Discussions with the government for the recapitalisation of the Bank of Ghana (BoG) is on course, the Governor of BoG, Dr Ernest Addison, has said.
He said the agreement for the recapitalisation of the bank had already been signed and the frameworks on the exercise had been agreed upon by the BoG, International Monetary Fund (IMF) and the Ministry of Finance.
Dr Addison, who is the chairman of the Monetary Policy Committee of the BoG, disclosed this on Monday in reply to enquiry from the Ghanaian Times regarding the progress of discussions between the bank and the government.
This was after the press conference of the 118th regular meeting of the Monetary Policy Committee of the BoG.
The BoG incurred heavy impairment losses in 2022 due to the debt restructuring exercise embarked upon by the government to promote debt sustainability as part of the IMF programme.

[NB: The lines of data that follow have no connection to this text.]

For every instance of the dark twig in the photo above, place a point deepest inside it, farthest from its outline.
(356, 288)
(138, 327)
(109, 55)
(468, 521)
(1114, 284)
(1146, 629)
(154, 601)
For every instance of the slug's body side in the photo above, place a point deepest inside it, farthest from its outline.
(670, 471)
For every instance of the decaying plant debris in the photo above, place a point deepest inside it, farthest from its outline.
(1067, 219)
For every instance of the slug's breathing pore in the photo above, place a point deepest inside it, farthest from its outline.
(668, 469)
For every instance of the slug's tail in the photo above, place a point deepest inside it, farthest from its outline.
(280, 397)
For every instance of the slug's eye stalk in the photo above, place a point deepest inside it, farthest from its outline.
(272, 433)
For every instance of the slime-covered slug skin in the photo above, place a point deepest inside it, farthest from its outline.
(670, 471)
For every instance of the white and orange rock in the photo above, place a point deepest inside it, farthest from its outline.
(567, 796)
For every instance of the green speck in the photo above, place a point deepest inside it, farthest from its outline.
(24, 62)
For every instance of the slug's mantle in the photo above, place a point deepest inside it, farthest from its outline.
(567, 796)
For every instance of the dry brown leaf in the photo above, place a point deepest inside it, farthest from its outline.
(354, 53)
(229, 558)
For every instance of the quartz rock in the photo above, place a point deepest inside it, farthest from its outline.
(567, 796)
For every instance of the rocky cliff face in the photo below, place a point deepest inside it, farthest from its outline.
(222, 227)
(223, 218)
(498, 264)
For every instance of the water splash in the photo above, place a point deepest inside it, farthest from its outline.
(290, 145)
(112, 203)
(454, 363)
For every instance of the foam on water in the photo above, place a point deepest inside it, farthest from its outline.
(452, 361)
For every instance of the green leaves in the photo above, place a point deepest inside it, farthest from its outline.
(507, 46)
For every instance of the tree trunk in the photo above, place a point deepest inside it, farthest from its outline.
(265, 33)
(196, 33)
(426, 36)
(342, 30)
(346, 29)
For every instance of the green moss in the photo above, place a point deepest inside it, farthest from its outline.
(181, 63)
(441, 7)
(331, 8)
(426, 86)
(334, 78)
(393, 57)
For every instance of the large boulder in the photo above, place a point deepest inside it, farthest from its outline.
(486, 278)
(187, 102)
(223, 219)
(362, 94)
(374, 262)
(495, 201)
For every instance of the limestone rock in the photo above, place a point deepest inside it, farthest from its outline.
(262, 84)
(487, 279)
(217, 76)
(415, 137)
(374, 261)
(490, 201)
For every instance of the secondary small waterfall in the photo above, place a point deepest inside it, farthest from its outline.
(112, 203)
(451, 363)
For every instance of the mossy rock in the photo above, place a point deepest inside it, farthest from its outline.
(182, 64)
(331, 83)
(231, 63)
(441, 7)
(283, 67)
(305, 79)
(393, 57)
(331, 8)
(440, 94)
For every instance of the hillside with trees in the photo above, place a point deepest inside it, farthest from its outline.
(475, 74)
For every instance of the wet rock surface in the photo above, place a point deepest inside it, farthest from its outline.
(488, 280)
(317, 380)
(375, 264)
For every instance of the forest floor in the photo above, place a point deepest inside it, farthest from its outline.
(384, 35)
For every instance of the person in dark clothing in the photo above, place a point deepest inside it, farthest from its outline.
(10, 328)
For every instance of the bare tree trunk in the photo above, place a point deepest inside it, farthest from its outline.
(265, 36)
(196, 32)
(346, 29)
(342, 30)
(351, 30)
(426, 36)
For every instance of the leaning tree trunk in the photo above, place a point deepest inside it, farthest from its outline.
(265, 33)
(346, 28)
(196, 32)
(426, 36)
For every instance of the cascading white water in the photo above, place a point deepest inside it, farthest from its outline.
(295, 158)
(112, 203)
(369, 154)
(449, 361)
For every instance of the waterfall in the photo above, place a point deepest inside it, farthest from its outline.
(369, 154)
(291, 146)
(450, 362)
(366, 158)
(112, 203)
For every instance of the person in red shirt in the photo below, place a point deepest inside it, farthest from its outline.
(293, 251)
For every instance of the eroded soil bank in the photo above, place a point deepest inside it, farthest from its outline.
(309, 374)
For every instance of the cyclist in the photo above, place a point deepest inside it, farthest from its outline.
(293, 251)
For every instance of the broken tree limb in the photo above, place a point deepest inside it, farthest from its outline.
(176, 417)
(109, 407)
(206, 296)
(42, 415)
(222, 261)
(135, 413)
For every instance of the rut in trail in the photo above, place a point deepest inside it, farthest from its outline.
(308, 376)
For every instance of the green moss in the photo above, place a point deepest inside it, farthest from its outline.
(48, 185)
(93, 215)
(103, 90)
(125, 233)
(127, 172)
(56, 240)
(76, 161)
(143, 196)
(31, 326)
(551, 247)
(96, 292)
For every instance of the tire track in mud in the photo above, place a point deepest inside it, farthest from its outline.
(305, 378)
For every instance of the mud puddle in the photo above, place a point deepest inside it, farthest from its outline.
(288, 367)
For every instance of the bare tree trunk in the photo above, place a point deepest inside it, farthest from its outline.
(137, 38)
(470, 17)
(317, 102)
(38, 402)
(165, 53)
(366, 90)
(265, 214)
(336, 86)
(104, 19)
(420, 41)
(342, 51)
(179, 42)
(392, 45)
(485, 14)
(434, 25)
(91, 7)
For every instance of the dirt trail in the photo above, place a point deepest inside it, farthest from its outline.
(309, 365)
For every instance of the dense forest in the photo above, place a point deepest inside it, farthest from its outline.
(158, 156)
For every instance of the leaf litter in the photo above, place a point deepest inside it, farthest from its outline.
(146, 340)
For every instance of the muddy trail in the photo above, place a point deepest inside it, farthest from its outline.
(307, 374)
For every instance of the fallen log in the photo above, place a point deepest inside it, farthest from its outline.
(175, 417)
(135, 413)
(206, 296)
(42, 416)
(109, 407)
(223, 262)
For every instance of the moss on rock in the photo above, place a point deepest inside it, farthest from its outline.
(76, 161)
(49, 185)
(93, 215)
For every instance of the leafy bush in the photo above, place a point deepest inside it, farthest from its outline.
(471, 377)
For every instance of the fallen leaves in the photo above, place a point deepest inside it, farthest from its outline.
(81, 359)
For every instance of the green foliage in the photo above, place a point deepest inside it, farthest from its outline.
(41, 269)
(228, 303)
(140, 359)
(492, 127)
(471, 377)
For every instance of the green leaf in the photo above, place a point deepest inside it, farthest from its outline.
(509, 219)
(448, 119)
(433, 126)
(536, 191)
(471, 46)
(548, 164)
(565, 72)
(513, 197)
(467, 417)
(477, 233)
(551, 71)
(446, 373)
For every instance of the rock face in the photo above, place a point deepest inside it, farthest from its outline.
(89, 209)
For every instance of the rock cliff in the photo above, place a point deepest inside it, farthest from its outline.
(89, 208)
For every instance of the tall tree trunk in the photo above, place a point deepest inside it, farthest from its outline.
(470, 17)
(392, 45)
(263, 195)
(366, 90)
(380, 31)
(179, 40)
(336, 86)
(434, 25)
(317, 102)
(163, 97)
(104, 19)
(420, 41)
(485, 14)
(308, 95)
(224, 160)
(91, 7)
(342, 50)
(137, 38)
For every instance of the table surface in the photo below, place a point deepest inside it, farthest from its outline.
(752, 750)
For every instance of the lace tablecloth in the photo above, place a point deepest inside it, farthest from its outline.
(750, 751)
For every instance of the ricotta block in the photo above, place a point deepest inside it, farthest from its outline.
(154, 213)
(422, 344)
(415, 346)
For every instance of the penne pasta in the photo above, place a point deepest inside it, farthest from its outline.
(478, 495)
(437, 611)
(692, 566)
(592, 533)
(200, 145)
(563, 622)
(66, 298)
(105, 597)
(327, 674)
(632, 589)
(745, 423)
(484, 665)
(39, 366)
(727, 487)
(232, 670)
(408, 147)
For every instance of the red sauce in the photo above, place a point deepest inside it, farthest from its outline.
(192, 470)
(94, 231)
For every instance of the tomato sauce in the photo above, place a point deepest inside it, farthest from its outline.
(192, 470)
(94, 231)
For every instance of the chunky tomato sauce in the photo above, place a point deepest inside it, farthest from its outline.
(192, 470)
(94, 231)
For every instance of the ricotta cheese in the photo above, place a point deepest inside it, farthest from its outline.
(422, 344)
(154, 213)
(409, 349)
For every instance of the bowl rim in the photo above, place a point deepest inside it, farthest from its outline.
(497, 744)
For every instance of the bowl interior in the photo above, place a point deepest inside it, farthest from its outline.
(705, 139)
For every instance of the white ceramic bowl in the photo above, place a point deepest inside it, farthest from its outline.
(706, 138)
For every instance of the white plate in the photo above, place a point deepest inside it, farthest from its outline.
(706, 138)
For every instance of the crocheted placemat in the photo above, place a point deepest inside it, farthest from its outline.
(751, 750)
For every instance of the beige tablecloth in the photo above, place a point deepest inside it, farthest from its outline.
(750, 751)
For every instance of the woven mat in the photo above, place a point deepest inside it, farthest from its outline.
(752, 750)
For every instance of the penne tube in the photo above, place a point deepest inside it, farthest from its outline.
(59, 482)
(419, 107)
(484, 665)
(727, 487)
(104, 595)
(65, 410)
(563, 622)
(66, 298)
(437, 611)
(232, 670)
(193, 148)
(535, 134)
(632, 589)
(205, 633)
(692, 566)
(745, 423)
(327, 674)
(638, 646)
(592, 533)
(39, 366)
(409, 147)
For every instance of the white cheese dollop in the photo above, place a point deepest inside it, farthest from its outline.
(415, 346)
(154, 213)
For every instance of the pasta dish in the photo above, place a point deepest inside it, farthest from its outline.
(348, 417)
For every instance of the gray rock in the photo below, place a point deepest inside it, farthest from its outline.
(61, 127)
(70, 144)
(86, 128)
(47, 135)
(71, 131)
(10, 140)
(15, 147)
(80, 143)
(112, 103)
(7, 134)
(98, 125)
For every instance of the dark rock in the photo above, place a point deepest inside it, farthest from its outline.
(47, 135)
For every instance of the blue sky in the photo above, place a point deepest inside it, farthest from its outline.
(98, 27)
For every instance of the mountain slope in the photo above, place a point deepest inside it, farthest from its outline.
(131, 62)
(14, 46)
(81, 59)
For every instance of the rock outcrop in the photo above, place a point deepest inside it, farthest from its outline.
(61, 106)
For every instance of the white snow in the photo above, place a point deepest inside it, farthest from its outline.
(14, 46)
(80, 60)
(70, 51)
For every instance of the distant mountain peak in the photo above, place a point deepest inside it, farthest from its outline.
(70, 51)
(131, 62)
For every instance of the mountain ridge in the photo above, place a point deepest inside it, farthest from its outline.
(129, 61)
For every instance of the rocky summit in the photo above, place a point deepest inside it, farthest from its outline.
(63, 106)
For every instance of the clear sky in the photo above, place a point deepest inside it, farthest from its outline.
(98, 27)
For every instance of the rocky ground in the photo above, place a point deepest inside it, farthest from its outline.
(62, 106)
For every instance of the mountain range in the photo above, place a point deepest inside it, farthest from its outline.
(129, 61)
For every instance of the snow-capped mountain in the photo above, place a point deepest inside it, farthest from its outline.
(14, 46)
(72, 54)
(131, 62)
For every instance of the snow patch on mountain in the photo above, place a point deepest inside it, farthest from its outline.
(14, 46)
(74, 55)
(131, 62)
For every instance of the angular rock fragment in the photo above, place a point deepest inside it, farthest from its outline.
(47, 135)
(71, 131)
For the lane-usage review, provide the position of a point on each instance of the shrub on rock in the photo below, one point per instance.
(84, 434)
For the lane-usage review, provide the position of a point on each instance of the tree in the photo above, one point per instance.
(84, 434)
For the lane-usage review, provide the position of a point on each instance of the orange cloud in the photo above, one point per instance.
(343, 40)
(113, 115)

The bank suffered a 50 per cent haircut on its non-marketable holdings of government debt instruments estimated at GH¢48.4 billion to help the government to secure the IMF programme and this has brought the bank’s net equity position to a negative value.
The net equity position is defined as the fair market value of a business’s assets minus its liabilities.
Dr Addison said the BoG, the IMF and the Ministry of Finance were currently working on the Memorandum of Understanding on the recapitalisation exercise.
Apart from the efforts by the government to recapitalise the BoG, the Governor said, “The bank itself is looking at ways of managing its course.”
Dr Addison said bringing inflation down for all central banks all over the world was a very costly process because the liquidity management operations were costly.
“Central Banks all over the world are losing money by incurring losses as they deliver on their mandate of price stability,” the Governor stated.
Dr Addison last year reportedly said that in view of the heavy losses incurred by the BoG there was the need for the government to recapitalise the Bbnk.
He said in spite of the negative equity position of the BoG, the BoG had enough capital to finance the operations of the bank.